In particular, his mind went back to the Shoe Man. All this week, the Cold Case Team had been focusing on him as a priority to see what links, if any, they could establish in the MOs between the known cases, back in 1997, and the assault on Nicola Taylor at the Metropole on New Year’s Eve.
Her shoes had been taken. That was the first possible link. Although back in 1997 the Shoe Man took just one shoe and the woman’s panties. Both Nicola Taylor’s shoes had been taken, along with all her clothes.
Somewhere beneath his paper mountain was the massively thick folder containing the offender profile, or rather, as these were now known, the Behavioural Investigator Report. It had been written by a distinctly oddball forensic psychologist, Dr Julius Proudfoot.
Grace had been sceptical of the man when he first encountered him back in 1997 on his investigations into Rachael Ryan’s disappearance, but had consulted him on a number of cases since.
He became so absorbed in the report that he did not notice the click of his door opening and the footfalls across the carpet.
‘Yo, old-timer!’
Grace looked up with a start to see Glenn Branson standing in front of his desk and said, ‘What’s your problem?’
‘Life. I’m planning to end it all.’
‘Good idea. Just don’t do it here. I’ve got enough shit to deal with.’

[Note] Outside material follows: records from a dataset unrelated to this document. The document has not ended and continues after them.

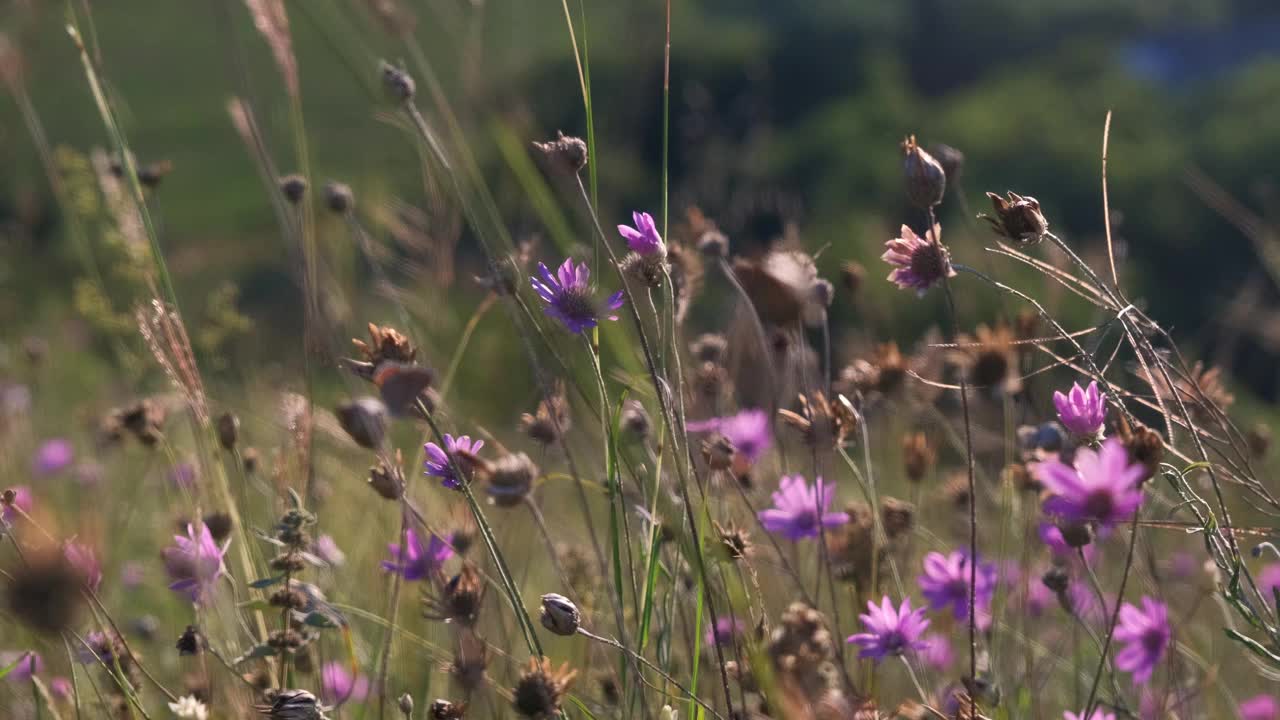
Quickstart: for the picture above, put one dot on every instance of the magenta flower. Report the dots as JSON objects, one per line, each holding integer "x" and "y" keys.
{"x": 416, "y": 561}
{"x": 568, "y": 296}
{"x": 338, "y": 686}
{"x": 1101, "y": 488}
{"x": 31, "y": 665}
{"x": 748, "y": 431}
{"x": 1146, "y": 634}
{"x": 85, "y": 560}
{"x": 21, "y": 501}
{"x": 919, "y": 263}
{"x": 799, "y": 510}
{"x": 644, "y": 238}
{"x": 1260, "y": 707}
{"x": 195, "y": 563}
{"x": 723, "y": 630}
{"x": 890, "y": 630}
{"x": 1097, "y": 715}
{"x": 439, "y": 461}
{"x": 1082, "y": 411}
{"x": 946, "y": 582}
{"x": 51, "y": 458}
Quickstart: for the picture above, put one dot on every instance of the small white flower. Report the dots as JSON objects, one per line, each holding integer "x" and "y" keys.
{"x": 190, "y": 707}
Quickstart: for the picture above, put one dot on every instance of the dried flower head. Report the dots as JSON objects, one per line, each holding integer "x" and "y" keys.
{"x": 45, "y": 592}
{"x": 540, "y": 688}
{"x": 918, "y": 263}
{"x": 510, "y": 478}
{"x": 565, "y": 155}
{"x": 1016, "y": 218}
{"x": 551, "y": 419}
{"x": 918, "y": 456}
{"x": 926, "y": 178}
{"x": 458, "y": 600}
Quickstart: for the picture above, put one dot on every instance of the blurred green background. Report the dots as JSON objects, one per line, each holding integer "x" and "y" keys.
{"x": 781, "y": 113}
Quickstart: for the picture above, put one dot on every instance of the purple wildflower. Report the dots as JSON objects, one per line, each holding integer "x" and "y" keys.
{"x": 31, "y": 665}
{"x": 1082, "y": 411}
{"x": 1102, "y": 487}
{"x": 799, "y": 510}
{"x": 748, "y": 431}
{"x": 1097, "y": 715}
{"x": 21, "y": 501}
{"x": 568, "y": 297}
{"x": 723, "y": 630}
{"x": 85, "y": 560}
{"x": 338, "y": 686}
{"x": 1146, "y": 634}
{"x": 1260, "y": 707}
{"x": 946, "y": 582}
{"x": 51, "y": 458}
{"x": 417, "y": 561}
{"x": 195, "y": 563}
{"x": 643, "y": 240}
{"x": 456, "y": 451}
{"x": 890, "y": 630}
{"x": 919, "y": 263}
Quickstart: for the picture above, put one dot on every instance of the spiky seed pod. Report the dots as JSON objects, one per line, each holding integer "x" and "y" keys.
{"x": 400, "y": 85}
{"x": 560, "y": 615}
{"x": 926, "y": 178}
{"x": 293, "y": 188}
{"x": 228, "y": 431}
{"x": 1016, "y": 218}
{"x": 540, "y": 688}
{"x": 565, "y": 155}
{"x": 338, "y": 197}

Branson walked around his desk and peered over his shoulder, reading for some moments before saying, ‘You know that Julius Proudfoot’s seriously off his trolley, don’t you? His reputation, right?’

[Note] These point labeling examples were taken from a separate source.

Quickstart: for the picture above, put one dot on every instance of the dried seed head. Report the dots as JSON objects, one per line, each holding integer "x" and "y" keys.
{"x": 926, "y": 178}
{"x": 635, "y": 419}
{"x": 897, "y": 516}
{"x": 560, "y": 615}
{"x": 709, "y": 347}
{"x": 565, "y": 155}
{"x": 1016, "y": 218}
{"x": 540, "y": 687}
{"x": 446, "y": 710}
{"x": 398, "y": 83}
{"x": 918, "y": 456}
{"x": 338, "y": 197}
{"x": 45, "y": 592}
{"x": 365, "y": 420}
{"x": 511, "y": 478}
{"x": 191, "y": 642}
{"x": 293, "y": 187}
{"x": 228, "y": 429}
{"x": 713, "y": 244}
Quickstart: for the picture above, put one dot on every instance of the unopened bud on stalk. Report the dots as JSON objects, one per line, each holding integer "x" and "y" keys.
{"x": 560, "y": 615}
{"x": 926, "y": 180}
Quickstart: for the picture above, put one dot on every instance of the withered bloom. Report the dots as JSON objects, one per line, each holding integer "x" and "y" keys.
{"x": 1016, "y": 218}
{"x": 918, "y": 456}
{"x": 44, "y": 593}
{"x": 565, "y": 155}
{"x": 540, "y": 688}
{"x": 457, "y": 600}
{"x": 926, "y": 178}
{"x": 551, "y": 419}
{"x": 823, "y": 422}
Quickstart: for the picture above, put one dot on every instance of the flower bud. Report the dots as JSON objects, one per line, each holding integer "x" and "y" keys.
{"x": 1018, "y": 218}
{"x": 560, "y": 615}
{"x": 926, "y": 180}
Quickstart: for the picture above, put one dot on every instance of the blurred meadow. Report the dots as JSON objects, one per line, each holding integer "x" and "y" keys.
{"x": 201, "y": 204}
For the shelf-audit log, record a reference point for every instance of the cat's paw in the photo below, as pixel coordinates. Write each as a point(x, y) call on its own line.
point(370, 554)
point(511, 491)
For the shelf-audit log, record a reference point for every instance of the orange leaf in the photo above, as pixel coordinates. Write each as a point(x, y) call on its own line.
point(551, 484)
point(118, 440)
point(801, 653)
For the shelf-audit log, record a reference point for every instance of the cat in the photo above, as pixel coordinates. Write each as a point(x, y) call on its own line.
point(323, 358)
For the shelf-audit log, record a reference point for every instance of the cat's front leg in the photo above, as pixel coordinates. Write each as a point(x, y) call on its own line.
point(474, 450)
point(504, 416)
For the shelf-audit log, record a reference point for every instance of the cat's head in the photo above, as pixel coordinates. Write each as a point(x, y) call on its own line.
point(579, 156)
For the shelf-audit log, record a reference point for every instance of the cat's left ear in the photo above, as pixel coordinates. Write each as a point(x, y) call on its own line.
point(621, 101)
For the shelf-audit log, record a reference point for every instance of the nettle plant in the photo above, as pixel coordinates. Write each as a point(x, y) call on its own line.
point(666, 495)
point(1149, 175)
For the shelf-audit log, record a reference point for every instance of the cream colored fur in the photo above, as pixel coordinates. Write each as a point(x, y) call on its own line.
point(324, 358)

‘So what’s new? You have to be seriously off your trolley to join the police force.’
‘And to get married.’
‘That too.’ Grace grinned. ‘What other great pearls of wisdom do you have for me?’
Branson shrugged. ‘Just trying to be helpful.’
What would be really helpful, Grace thought, but did not say, would be if you were about a thousand miles from here right now. If you stopped trashing my house. If you stopped trashing my CD and vinyl collections. That’s what would be
really
helpful.
Instead, he looked up at the man he loved more than any man he had ever met before and said, ‘Do you want to fuck off, or do you want to really help me?’
‘Sweetly put – how could I resist?’
‘Good.’ Grace handed him Dr Julius Proudfoot’s file on the Shoe Man. ‘I’d like you to summarize that for me for this evening’s briefing meeting, into about two hundred and fifty words, in a form that our new ACC can absorb.’
Branson lifted the file up, then flipped through the pages.
‘Shit, two hundred and eighty-two pages. Man, that’s a fucker.’